What changes can I expect when using GUTWIRE in my system?
GutWire will improve the overall resolution and tonal balance of your system and provide:
•incredible soundstage that extends in height, width and depth.
•low frequency response that is accurate, deep, powerful and authoritative.
•real-life midrange that is natural and musical.
•amazing 3D imaging with body and texture.
Do GutWire cables use any capacitors or inductors?
GUTWIRE cables do not use any capacitors, resistors, coils or inductors in their construction that would alter the frequencies the cable delivers and limit the flow of current.
Are there any advantages of cold-welding (aka crimping) the terminations?
GUTWIRE cables do not employ any soldering in the termination process of the power cables or the balanced interconnects (Click HERE to see what we are using). During our research and extensive listening tests, we realized that crimping is surely better than soldering. The cables with crimped terminations demonstrate a much wider and more open soundstage along with better micro and macro dynamics and faster transient attack.
How long does it take to break-in a GUTWIRE cable?
A GUTWIRE cable needs about 50 hours of burn-in time to get 75% of their optimum performance, and it will continue to improve the sound for up to 100 hours.

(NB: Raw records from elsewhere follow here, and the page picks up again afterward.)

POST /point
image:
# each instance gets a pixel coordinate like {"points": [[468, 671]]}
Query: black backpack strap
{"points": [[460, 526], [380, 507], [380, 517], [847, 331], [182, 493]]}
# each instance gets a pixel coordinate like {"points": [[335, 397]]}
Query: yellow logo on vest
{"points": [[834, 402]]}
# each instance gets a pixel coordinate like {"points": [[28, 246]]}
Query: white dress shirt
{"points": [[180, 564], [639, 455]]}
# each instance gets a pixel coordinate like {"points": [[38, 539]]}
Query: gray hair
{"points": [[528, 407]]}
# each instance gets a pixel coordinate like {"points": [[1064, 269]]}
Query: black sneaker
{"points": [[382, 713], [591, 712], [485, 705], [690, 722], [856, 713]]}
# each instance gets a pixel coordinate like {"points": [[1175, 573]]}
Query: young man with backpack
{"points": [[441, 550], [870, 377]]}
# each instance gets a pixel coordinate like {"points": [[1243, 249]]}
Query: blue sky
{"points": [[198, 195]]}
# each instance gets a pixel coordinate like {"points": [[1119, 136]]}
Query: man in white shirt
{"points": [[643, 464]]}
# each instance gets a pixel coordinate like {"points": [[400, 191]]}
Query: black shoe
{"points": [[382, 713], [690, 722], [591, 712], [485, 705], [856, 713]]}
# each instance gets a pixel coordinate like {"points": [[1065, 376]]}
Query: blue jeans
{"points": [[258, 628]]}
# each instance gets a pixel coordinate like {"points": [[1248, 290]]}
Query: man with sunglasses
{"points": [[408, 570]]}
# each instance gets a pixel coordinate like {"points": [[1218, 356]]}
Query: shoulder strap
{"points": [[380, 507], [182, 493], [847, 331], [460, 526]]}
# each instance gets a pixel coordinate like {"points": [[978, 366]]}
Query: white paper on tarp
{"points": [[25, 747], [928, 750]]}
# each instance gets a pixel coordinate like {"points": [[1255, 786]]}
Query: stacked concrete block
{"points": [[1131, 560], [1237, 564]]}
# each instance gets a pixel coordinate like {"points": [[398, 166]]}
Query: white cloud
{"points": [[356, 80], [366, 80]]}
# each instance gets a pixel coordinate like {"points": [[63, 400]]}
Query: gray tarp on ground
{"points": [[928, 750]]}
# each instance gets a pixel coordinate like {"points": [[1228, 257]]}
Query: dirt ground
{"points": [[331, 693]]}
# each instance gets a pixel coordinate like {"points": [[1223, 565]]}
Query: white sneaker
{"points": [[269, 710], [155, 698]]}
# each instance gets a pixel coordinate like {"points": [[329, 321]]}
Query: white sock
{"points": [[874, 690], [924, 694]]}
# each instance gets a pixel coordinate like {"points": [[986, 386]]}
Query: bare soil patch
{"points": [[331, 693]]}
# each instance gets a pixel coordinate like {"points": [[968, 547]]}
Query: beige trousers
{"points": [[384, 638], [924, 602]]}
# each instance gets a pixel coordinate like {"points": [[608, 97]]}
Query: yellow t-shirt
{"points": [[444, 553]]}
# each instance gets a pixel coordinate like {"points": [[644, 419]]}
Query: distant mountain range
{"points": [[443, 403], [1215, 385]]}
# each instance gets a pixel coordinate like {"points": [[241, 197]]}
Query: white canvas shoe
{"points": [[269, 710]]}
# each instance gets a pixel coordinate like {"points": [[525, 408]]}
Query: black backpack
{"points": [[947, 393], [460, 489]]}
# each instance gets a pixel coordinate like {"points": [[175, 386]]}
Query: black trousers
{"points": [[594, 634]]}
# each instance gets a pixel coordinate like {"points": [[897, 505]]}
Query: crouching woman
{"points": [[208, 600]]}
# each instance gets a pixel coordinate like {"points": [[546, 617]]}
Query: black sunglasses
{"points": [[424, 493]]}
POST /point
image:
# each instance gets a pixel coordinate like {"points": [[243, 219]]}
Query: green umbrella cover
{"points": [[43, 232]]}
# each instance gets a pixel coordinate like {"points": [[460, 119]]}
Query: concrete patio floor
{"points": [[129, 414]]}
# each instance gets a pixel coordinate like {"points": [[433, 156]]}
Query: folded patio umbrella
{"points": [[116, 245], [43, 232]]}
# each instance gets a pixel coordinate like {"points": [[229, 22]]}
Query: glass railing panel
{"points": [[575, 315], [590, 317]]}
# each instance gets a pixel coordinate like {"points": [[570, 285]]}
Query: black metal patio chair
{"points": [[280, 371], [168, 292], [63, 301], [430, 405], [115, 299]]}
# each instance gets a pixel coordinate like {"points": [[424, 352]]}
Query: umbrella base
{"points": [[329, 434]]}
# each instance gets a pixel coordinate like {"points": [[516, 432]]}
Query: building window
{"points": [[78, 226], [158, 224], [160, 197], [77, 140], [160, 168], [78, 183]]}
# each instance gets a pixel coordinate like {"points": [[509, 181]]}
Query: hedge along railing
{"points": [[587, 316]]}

I want to upgrade the cabling in my system but I don't have the money to do it all at once. Which cable should I upgrade first?
When upgrading the cables in your system, it is advisable to start with the one that draws the most current. Upgrade the power cable at your amplifier first, then the one at pre-amp or DAC; and your transport for the last. For interconnects, it is logical to start at the source first. Upgrade with a GUTWIRE digital or line level interconnect, then your speaker cables.
What is the purpose of the clip that comes out of the IEC/RCA connector?
The clip is connected to the outer shielding of the cable. It gives the option of floating or grounding the outermost shielding. All of our cables feature multiple shielding in the design. In our extensive listening tests, the ability to float or ground the outer shield affects the sound dramatically. We give you, the listener, the option of fine tuning the sound to best suit your system.
Your cables seem to be putting a lot of emphasis on shielding, why is that?
Living in a world full of electronic pollution, we don't know how to predict RFI and EMI. Background noise, grounding problems and electrostatic noise can be largely eliminated with well shielded cables. Cables without proper shielding will no doubt hinder system performance.
Is there a difference between a balanced (XLR) interconnect and a single-ended (RCA) interconnect?
In a balanced circuit, there is a positive signal, an inverted signal and a separate ground. In a single-ended circuit, there is a positive and a negative signal. The negative signal acts as a ground, too.
Our balanced interconnects are completely different from our single-ended interconnects. Each balanced interconnect has three conductors and two separate shields. Our single-ended interconnect has two conductors and two separate shields. Some of the balanced interconnects on the market are not real balance design.
Why are the Speaker Cables made of four individually jackets instead of two?
Physically separating the positive and negative signals reduces cross talk, capacitance and colorations between cables. Although it is much more expensive to manufacture, the result sound is amazingly good.
Should I use "cheater plugs" if I have a ground-loop or polarity problem?
We do not recommend using "cheater plugs" except for testing the absolute polarity of the component. Once the absolute polarity of the component is determined, it is advisable to change the polarity ( if necessary) inside the male IEC of the component. The use of "cheater plugs" would degrade the performance of our power cables.
Ground loop is usually caused by the difference in electrical potential between component grounds. Using more than one electric outlet and the use of cable television is also a common cause of ground loop. Installing dedicated electrical outlets to audio system can also largely eliminate the problem. DO NOT make modifications to your equipment unless you are a qualified electrician.
I've heard a "theory" that the IEC plug of the power cord should be able to jiggle around the IEC port on the component so that the cable can resonate/oscillate with the AC current. Is that true?
15A 110V AC electricity does not provide any room to "jiggle" around. We believe every connection should be tight and solid, whether it is a low-level signal (RCA or spade lug) or AC electricity. It is the reason why we use the best connector/plug in the world.
I had the notepad/soundpad for 2 years. It seems it had flatter quite a bit since I bought them. Why is that?
This is normal. Every notepad/soundpad have a life-span of 2-3 years. They will gradually reduce to nothing at their end of life-cycle. It is a consumable product.
Your AC line conditioner does not have any surge protection build into it. I am living in an area that have severe thunderstorm. What is your solution?
The reason why we do not put any fuse or surge protection into our AC line conditioner is that any additional components that added to the circuit will degrade the sound. For customer who need surge protection, we would recommend changing the AC receptacle on the wall that have build-in surge protection. Hubbell made such device.